Unconventional Economist

Comments

  1. Is anyone able to please outline how one could trade against the ridiculous market rate prediction on the asx? Bonds?

    • 30 day interbank cash rate future trade on the SFE. the notional is $3m and given how they price, the value of a single contract is $246k (april 22 contract). not sure what the margin requirements are, that will be limiting factor, unless you’re a zillionaire. there’s also limited liquidity into 2023, but if wanted to go beyond 12 months, would stick with bonds. however unless you can lever into bonds eg via 3yr bond futures, what you will make off short duration cash bonds (5/8ths of fa) renders the whole exercise pointless

    • Fundamentally you need to lend long and borrow short. Banks can profit from this pretty easily since they can lend long to home owners and decide if they wish that the markets are wrong and finance the loan book with short term money. If they are right they didn’t have to pay the higher FO rates on the market and their margin will be massive.
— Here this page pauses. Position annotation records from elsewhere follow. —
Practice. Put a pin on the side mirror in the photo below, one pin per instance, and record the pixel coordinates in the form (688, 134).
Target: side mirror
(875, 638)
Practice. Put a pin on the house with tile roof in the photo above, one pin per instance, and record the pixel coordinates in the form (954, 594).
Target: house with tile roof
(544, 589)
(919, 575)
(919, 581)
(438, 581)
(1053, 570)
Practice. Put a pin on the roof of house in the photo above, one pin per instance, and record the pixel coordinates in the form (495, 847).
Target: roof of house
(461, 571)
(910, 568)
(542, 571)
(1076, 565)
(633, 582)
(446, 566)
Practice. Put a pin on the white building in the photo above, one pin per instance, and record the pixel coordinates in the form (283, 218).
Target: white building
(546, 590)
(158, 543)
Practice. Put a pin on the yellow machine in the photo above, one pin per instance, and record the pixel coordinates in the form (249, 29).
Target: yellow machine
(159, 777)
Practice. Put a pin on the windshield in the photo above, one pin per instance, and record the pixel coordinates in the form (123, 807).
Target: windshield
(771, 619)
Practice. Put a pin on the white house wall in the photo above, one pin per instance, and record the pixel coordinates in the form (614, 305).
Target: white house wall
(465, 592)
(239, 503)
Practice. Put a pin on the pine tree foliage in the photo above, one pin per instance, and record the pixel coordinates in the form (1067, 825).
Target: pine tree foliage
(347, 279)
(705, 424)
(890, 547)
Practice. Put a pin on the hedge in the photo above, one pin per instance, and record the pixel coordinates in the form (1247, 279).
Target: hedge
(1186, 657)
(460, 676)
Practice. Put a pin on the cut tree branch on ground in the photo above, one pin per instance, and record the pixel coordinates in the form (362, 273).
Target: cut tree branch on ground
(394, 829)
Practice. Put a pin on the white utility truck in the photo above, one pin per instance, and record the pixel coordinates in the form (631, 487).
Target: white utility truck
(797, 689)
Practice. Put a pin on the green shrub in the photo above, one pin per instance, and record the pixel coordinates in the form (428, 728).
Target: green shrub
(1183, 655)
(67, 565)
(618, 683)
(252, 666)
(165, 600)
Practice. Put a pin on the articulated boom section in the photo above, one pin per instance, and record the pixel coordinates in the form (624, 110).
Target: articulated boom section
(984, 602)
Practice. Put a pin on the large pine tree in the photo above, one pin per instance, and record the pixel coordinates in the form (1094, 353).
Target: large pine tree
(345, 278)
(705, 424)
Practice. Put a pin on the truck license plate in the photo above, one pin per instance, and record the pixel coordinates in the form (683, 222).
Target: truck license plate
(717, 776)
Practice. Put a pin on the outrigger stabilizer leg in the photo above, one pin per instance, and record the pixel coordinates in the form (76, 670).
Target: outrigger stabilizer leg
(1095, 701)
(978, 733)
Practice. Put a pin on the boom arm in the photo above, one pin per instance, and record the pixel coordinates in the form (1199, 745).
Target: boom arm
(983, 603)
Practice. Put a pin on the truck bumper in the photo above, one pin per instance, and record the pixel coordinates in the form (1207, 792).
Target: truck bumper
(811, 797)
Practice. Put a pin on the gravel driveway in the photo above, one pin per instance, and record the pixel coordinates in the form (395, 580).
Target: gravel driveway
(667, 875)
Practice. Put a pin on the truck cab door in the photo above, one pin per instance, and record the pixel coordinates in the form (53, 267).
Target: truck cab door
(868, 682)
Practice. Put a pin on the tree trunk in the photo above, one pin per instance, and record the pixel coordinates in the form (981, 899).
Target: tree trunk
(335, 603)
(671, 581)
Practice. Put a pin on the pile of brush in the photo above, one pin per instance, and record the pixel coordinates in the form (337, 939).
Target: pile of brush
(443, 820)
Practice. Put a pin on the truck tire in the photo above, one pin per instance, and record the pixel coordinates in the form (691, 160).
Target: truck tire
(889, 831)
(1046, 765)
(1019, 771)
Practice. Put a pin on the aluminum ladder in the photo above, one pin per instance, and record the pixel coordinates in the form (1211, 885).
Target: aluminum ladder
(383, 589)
      Effectively think of any way you can borrow money cheaply and finance it back into this asset class with leverage. I’m not really aware how this is possible easily for a retail punter however – you don’t get the rates that institutions do typically.

    • The Grey RiderMEMBER

      What makes the market’s prediction ridiculous?…why can’t interest rates rise irrespective of the impact on the housing market?…needs must as the devil drives, as they say.

      As BoomEng highlighted a few days ago, didn’t stop them from 1987 to 1991.

  2. What stops someone from just getting 100% variable rate right now?

    Does not look like that is ticking up.

    • happy valleyMEMBER

      The banks are holding that low to continue getting the sucker bait in for loans (read: slaughter), ahead of pumping it up when the banks want to clean up on profits and more importantly, senior management bonuses.

      • alwaysanonMEMBER

        I think you might be right. I was on a fully variable at 2.49% with ING for the last couple years when I noticed they were offering new customers 1.99%. So I called and she was willing to reduce it to 2.24% – but was somewhat incredulous that I didn’t want to sign up to fix at least part of it instead. “You know these are likely to go up soon right?”.

        I listened to Leith and am thinking/hoping they don’t raise by as much as is feared so sticking with the variable for better or worse. This reduction I am hoping was the first raise out of the way ‘for free’ too. We’ve been paying triple the payment most months and I like the flexibility to pay it off as fast as we can over the more restrictive fixed options there. My friends/colleages think I am crazy not investing that money instead – but my wife’s dream is getting out of debt and owning the house outright and just plowing all our savings into the house certainly seems the ‘safest’ option with all the uncertainty in markets (shrug).

      • Jumping jack flash

        I’m on fully variable but my rate is quite a lot higher, around 3.5%. It was recently renegotiated as well. I’m hoping that when it goes up it will just go back to where it was previously.

        I did some quick calculations and discovered it could actually double before I would need to pay any extra on top of what I already pay.

        Of course the only reason I can pay so much presently is because of the last decade or more of debt availability, eligibility and spending enabling my wages to be at the level they are. It is highly likely that this will change as the amount of new debt created and debt spending reduces.

  3. So house prices are Allowed to go up during a so called covid recession by 40% but it’s a crash if they drop 10-15%? OK BOOMER

  4. There will be a lot of first home buyers discussing whether the missus needs to get on onlyfans.